Perhaps worse than the jail time has been the onset of mental illness and Guthrie's self-inflicted injuries. He got addicted to Xanax after experiencing panic attacks. He said that he's been diagnosed with post-traumatic stress disorder, adjustment disorder, depression and chronic anxiety. Then he quickly rattled off a list of ten medications he's been taking on and off. The illnesses began to set in almost exactly a year after the accident, he said.
He took a breath in and said, "I've tried to kill myself. Five times. Twice by knife. Three times by medications."
It was only a month ago that a man rear-ended his new car at a stoplight. Both men got out of the car, furious.
"We were screaming at each other," Guthrie related. "He goes, 'you don't know who I am, don't talk to me like that.' And I said, 'I don't care who you are, you don't know who I am either.' And he paused for a second. Said, 'yeah I do. You're that effing a**hole that killed somebody.'"
Guthrie went home, swallowed 25 sleeping pills and drank eight bottles of Corona.
"I don't know if I was trying to kill myself or not," he said. "Didn't care."
It was a dramatic shift for him, Jan Guthrie said, while reading from prepared remarks.
"I watched Kyle change from an avid, very talented soccer player, who was a very healthy, normal and caring young man who was looking forward to the opportunities he had in front of him, to someone who was -" she began, then choked up on her words for a second, "-in pain, guilt and depression."

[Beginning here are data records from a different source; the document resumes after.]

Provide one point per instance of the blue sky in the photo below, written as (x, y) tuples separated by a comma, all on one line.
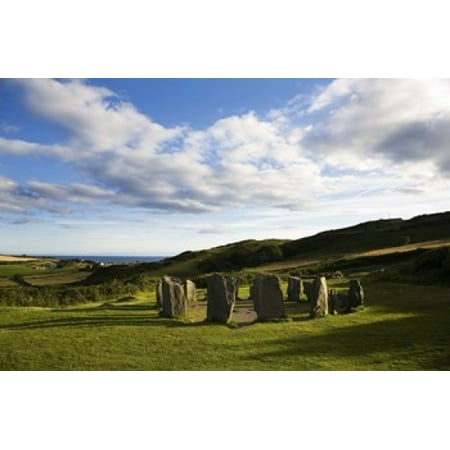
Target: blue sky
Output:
[(159, 166)]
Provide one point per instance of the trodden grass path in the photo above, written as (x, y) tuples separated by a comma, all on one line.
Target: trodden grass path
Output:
[(403, 327)]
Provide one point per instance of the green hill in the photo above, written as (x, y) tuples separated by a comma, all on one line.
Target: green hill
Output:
[(395, 240)]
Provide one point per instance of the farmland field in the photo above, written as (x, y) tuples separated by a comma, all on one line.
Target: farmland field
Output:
[(402, 327)]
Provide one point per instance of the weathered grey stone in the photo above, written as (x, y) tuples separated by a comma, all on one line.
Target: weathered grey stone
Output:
[(267, 297), (319, 299), (308, 287), (294, 289), (338, 302), (221, 297), (190, 291), (159, 301), (355, 293), (173, 298)]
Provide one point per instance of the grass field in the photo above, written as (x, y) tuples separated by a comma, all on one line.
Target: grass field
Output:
[(402, 327)]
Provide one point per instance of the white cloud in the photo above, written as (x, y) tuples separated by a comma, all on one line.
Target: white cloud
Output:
[(358, 139), (376, 123)]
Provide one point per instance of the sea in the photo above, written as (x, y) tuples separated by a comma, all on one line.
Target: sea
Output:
[(112, 259)]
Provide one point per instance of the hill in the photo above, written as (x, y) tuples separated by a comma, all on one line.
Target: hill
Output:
[(374, 241)]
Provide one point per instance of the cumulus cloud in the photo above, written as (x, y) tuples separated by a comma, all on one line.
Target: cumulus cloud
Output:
[(372, 123), (352, 139)]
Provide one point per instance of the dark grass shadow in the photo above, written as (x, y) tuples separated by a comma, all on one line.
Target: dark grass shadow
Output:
[(107, 306), (96, 321)]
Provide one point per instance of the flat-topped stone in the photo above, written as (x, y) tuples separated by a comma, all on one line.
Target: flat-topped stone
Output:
[(190, 291), (319, 298), (221, 297), (267, 297), (338, 302), (173, 298), (294, 289), (355, 293)]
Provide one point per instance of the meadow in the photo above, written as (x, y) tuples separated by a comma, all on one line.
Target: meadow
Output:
[(401, 327)]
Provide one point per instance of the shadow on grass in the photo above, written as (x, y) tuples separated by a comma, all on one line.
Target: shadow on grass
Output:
[(95, 321)]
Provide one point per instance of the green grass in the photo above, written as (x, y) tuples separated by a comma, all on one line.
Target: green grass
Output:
[(57, 277), (402, 327)]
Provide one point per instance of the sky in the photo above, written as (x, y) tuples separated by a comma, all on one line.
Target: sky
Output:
[(160, 166)]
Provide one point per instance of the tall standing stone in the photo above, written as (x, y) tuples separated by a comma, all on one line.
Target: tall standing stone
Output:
[(308, 287), (338, 302), (221, 297), (294, 289), (355, 293), (319, 300), (267, 297), (190, 291), (159, 301), (173, 298)]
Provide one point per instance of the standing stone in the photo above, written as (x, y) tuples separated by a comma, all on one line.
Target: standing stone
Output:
[(159, 301), (319, 300), (355, 294), (221, 296), (338, 302), (173, 298), (295, 289), (308, 287), (190, 291), (267, 297)]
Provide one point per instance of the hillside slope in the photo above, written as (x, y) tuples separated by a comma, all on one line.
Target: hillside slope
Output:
[(393, 235)]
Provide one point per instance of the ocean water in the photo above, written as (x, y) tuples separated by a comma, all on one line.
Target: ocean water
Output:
[(113, 259)]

Not everything has changed for the worse, though. Guthrie appears committed to making much better choices as a young adult than the ones he made in high school. "We used to go to parties every weekend, Friday, Saturday night, get completely wasted and drive home. We'd have like twelve, fifteen beers."

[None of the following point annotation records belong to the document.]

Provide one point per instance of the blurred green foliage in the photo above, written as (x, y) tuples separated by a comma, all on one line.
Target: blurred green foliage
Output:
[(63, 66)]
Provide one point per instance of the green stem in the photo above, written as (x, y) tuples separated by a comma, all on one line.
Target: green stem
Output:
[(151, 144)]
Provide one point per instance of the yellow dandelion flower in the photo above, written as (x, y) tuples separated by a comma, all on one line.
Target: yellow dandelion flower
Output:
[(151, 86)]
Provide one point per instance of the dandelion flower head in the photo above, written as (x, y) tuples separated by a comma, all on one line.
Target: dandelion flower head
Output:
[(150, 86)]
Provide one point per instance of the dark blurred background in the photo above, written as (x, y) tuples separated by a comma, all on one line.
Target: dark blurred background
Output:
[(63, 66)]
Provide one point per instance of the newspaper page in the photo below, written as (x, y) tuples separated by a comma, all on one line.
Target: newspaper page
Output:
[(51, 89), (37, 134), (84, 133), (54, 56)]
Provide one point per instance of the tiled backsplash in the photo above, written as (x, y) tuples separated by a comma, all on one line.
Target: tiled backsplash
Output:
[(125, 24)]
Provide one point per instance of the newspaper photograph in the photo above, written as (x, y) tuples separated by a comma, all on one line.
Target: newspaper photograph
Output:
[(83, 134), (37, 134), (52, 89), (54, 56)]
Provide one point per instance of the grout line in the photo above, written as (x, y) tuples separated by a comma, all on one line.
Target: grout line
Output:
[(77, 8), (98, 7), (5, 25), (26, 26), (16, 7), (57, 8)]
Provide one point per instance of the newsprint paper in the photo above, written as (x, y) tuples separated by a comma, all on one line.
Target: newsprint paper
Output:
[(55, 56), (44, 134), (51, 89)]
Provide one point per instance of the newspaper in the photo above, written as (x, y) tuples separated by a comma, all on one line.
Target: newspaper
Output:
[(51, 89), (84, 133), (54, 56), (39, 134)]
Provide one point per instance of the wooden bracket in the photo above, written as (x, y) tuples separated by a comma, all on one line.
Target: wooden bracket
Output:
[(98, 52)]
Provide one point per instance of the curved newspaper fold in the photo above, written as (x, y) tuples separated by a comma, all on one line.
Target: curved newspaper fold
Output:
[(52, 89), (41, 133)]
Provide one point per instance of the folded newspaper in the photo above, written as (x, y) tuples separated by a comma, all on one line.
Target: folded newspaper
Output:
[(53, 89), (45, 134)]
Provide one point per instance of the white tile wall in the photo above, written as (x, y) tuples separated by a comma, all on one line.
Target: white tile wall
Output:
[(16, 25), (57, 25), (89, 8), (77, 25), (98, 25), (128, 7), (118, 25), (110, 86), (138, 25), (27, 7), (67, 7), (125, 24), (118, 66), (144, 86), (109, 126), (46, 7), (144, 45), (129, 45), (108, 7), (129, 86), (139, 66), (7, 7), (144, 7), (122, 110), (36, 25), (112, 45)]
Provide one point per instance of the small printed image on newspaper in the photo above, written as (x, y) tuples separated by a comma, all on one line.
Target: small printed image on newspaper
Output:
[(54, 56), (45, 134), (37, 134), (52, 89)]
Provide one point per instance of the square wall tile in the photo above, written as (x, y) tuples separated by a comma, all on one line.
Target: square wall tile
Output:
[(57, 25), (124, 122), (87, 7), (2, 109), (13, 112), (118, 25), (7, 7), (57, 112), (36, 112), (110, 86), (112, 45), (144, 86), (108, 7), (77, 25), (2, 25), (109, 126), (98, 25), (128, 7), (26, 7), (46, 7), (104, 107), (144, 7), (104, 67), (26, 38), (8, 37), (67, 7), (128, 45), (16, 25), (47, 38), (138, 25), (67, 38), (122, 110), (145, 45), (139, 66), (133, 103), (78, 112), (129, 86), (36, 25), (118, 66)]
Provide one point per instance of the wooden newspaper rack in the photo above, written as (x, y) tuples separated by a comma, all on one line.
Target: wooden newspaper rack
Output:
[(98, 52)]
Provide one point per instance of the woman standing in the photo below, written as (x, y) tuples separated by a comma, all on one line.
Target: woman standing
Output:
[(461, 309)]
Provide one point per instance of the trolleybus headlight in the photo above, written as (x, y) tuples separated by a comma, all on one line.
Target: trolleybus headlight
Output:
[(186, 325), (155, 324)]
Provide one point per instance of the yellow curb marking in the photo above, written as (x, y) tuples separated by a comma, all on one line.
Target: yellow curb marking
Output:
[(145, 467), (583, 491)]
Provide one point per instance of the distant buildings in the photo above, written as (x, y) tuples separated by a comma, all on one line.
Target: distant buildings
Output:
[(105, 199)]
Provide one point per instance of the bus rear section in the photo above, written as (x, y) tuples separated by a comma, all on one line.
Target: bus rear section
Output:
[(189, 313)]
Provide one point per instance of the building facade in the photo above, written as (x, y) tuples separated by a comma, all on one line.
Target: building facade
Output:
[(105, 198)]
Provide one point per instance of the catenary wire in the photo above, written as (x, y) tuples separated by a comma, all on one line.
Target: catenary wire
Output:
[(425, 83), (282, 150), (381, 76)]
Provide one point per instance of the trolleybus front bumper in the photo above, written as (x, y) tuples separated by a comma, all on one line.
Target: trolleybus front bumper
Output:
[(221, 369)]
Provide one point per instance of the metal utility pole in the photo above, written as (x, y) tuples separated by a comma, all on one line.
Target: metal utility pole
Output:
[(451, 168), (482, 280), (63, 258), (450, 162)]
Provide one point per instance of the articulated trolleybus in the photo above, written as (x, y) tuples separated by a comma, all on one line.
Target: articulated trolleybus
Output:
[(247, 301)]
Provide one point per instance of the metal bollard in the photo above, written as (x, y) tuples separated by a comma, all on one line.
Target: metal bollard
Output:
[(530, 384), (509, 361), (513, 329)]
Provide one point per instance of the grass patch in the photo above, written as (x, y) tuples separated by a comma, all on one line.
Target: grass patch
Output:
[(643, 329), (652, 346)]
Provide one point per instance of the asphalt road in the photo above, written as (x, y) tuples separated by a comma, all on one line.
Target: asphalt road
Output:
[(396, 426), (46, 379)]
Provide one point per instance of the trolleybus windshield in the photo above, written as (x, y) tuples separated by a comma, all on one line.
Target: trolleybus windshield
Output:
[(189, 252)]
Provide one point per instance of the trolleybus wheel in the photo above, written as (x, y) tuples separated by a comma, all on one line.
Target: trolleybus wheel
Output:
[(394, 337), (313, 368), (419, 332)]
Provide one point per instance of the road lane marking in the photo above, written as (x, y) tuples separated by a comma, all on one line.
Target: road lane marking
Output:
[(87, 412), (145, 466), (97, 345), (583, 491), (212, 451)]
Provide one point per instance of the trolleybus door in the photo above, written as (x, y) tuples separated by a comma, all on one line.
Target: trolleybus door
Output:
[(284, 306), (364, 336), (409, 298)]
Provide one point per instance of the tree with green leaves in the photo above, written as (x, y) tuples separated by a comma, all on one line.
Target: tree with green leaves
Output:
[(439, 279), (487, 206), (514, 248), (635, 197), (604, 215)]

He wants to help other young people learn to make better choices through his experience. He hopes to warn young people about the dangers of drinking and driving.
That's something the audience encouraged him to do as well. One man who identified himself as Dennis Ross' coach, said that he had been present while Ross received the Last Rites. "You have a great opportunity here," he said. He encouraged Guthrie to place the focus on the core of his message, not on issues like how he was treated by law enforcement.
Captain Purvis Dawson, commander of the echoed the sentiment. "If we had done this right we would have packed the room with teenagers," he said.
Guthrie said that he hopes his story will make an impact on people that age. "I just really hope my story - if I can save a life. You know it's almost hypocrital to say. Because I think about killing myself every single day," he said. "But I know what I have the potential for and I know I'm good for it."